Tenía una fuerza interior muy sólida. Forjada gracias a las redes de amor y protección que le dotaron de una seguridad ejemplar. Nunca intentó imponer su fe a nadie. Supo entender, comprender y respetar a todos los demás —y a sus creencias— por encima de las propias. Aquellos que le acusaron de querer evangelizar a los dálits les exhortaba a que buscasen un solo ejemplo: “Si lo encontráis dejaré para siempre la India”.

Nos transmitió que en nuestro cometido hay algunos elementos específicos muy importantes. El primer elemento es una cierta disposición a aceptar el sacrificio de una parte de nosotros mismos. Es ésta una profesión muy exigente. Todas lo son, pero la nuestra de manera particular. Nos enseñó que la lucha por la erradicación de la pobreza extrema no tiene término: “En este mundo social hay dos grupos, uno lo forman los poderosos, los gobernantes, que a pesar del dinero que tienen les falta alma para transformar y el otro lo forman todos los sectores de la sociedad, cuyo poder es mucho mayor que el otro, porque es la energía colectiva, aquella que puede transformar”. Él sabía que sin la ayuda de los demás no era posible materializar su sueño.
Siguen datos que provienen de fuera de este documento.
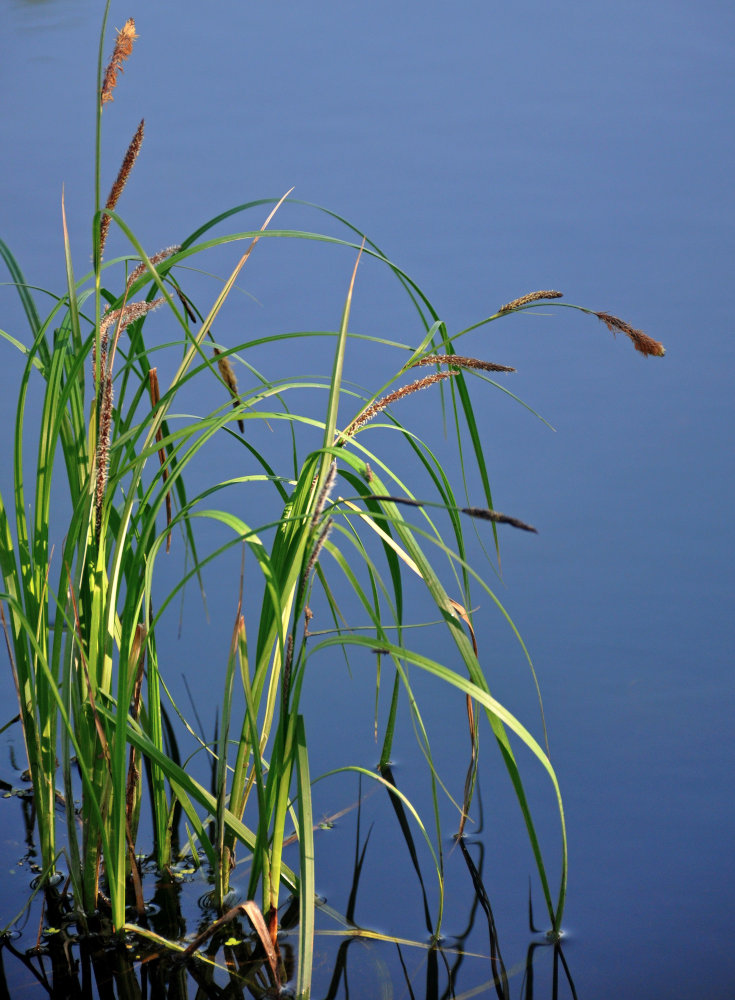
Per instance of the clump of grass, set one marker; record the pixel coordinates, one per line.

Su compromiso fue erradicar la pobreza y las desigualdades y movilizar las conciencias, a la vez que involucrar a las personas en su propio cambio. Su forma de entender el desarrollo dio lugar a un modelo ejemplar en el marco de la cooperación. Su mayor éxito ha sido proporcionar a millones de personas —que vivían de espaldas al mundo— refugio y sustento. Las diferencias de lengua y costumbres nunca le impidieron sentirse parte de la India.

Carecía de orgullo racial. Nunca consideró a ninguna nación superior a otra Para él solo había una historia: la de la humanidad. A mi padre por encima de cualquier otra cosa le preocupaba la justicia y el bienestar de las poblaciones más desfavorecidas: “Sin la solidaridad la humanidad vería impedido su derecho a la existencia. Promoverla es una condición imprescindible”.

En la India también nos encontramos ante un momento socieconómico delicado. Vivimos una degradación pública de los ideales éticos que van calando lentamente en cada persona que integra la sociedad, incubando debilidad allí donde no se vé y generando una desconfianza cínica hacia todo lo que hay de sagrado en la naturaleza humana. Si mi padre estuviera hoy aquí, nos diría con aquella personal forma de hablar, contundente —como un cuchillo con miel—, que a pesar de todo, la ley de la humanidad es la ley moral, y que la sociedad que prospera a costa de excluir la parte más desatendida lleva inscrita su propia condena. Con su ejemplo y con su enorme capacidad de trabajo nos enseñó que no podemos permitirnos una sociedad que da la espalda a quienes viven situaciones de exclusión y discriminación: “Trabajar por el desarrollo no se limita a trabajar para combatir la pobreza, sino también a esparcir nuestro corazón por todo el mundo, y dirigir nuestra acción para concienciar a todas las personas”.

Moncho Ferrer Perry es director de Programas de la Fundación Vicente Ferrer, que desarrolla programas para ayudar a transformar las zonas más desfavorecidas del Estado de Andhra Pradesh (India).